Screw it. I was done being the mouse in this maze. I charged forward, half-crazed, muttering, "If this is Hell, like Tim said, then bring it on! I'm ready to fistfight Satan!" The tunnel narrowed, squeezing me like a stress ball, but I kept running, fueled by rage and Red Bull-level adrenaline.

Then, a rusty ladder appeared, dangling from a circular exit above, light spilling through like a heavenly spotlight. I gasped, lungs burning. "Finally!" I scrambled toward it, ready to climb out and kiss solid ground. But as I tilted my head to check the exit, Tim's face loomed overhead—pale, hollow, those dead-cat eyes boring into me, straight out of the game's standby screen. "Not again, you creepy ninja!" I yelped, gripping the ladder. Was he human, ghost, or Granny's possessed sidekick?

I climbed, fury overriding fear, the stench of rot growing stronger. Tim's head vanished as I neared the top, like he was playing peek-a-boo from hell. "I'm gonna throttle you, Tim!" I growled, hauling myself up. Sunlight blinded me, my brain swimming—then whack! Something cracked against my skull, and the world went dark.

Pain woke me, my head throbbing like I'd been used as a piñata. My body was ice-cold, sprawled on a damp stone floor. Am I dead? I wondered, panic creeping in. A steady drip-drip echoed, water hitting stone, the sound bouncing like we were in a cave. I forced my eyes open, lids heavy as anvils. My vision blurred, but a faint light pierced the gloom, revealing wet rock walls and a tiny window high above. "Where the hell am I?" I croaked, propping myself up. The tunnel was gone—this was a new kind of prison.

A groan nearby snapped me alert. Tim, sprawled at my feet, eyes closed, looking less like a zombie and more like a guy who'd lost a bar fight. My brain replayed the ladder, his creepy face, the blackout. "Tim!" I shook him, my voice sharp. "Wake up, man!" If he'd attacked me, why was he here, knocked out too? Who'd grabbed us, and why?

He stirred, wincing, his face twisted in pain. "Ugh… hurts," he rasped, voice like gravel. He blinked, bloodshot eyes meeting mine, no trace of the white-eyed freak. "Jake? Where are we? Weren't we in Granny's tunnel?"

I stared, relief mixing with suspicion. "You're back to normal? Dude, you went full Walking Dead in there! Tried to choke me out, stared at me like a possessed owl. What happened to you?" His confusion seemed legit, but I wasn't ready to hug it out.

Tim rubbed his temples, groaning. "No way. I'm warded—spirits can't touch me! But… I feel like I blacked out, slept for days. Body's screaming. What went down?" He looked genuinely lost, not like a guy who'd just played strangler.

"Slept?" I snorted, bitter. "You were sleepwalking through a horror flick while I was fighting for my life! That Hell painting—it zapped you, turned you into a creep. You got any dream clues? Maybe a ghost whispered the game's master plan?"
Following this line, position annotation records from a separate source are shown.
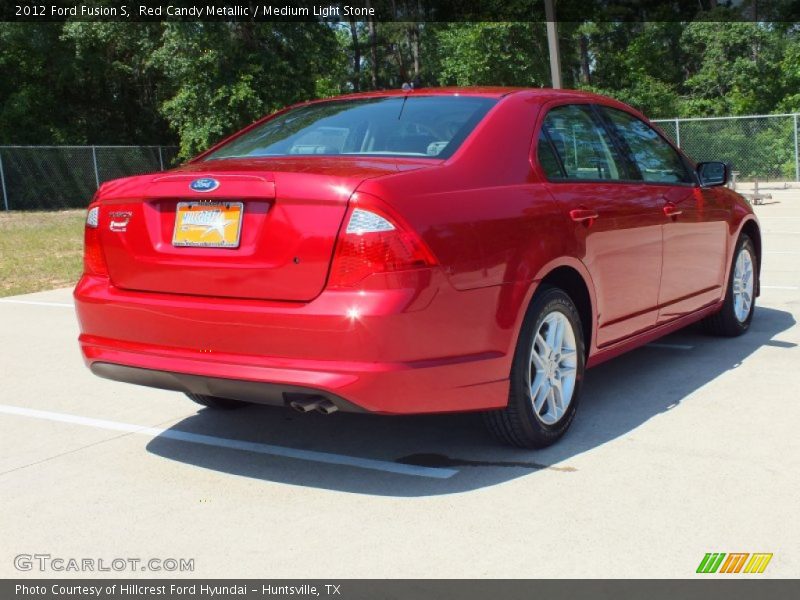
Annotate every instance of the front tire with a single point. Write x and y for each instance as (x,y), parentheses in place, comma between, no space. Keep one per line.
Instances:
(215,402)
(546,374)
(737,310)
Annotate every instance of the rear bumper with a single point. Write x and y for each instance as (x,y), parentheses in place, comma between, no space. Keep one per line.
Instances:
(417,347)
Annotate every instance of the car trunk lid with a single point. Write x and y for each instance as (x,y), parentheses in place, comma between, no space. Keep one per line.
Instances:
(291,212)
Tim frowned, shaking his head. "No dreams, just… nothing. Like my brain took a vacation." He scanned the cave, alarm creeping into his voice. "This ain't Granny's shack. Someone dragged us here. But why? And where's Ryan?"
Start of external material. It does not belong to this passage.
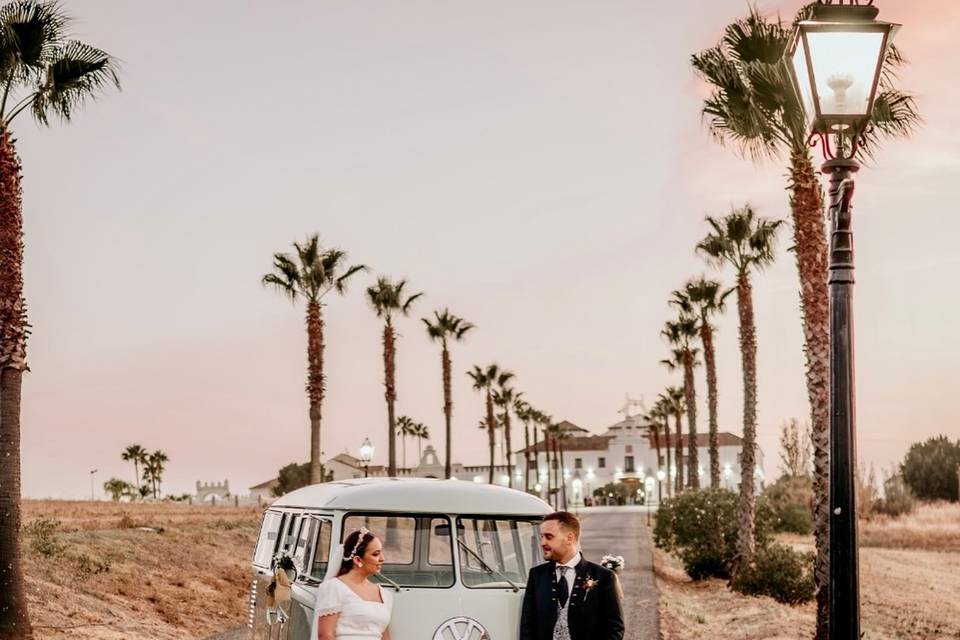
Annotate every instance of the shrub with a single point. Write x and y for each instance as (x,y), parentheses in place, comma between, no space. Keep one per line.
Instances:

My gut twisted. Ryan had bailed, but was he safe, or caught like us? The dripping water echoed, a mocking reminder of our cage. "Whoever's running this game," I said, my voice hard, "they're not done playing. And we're the pawns." Tim nodded, his usual swagger gone. For once, we were on the same page—trapped, clueless, and running out of moves.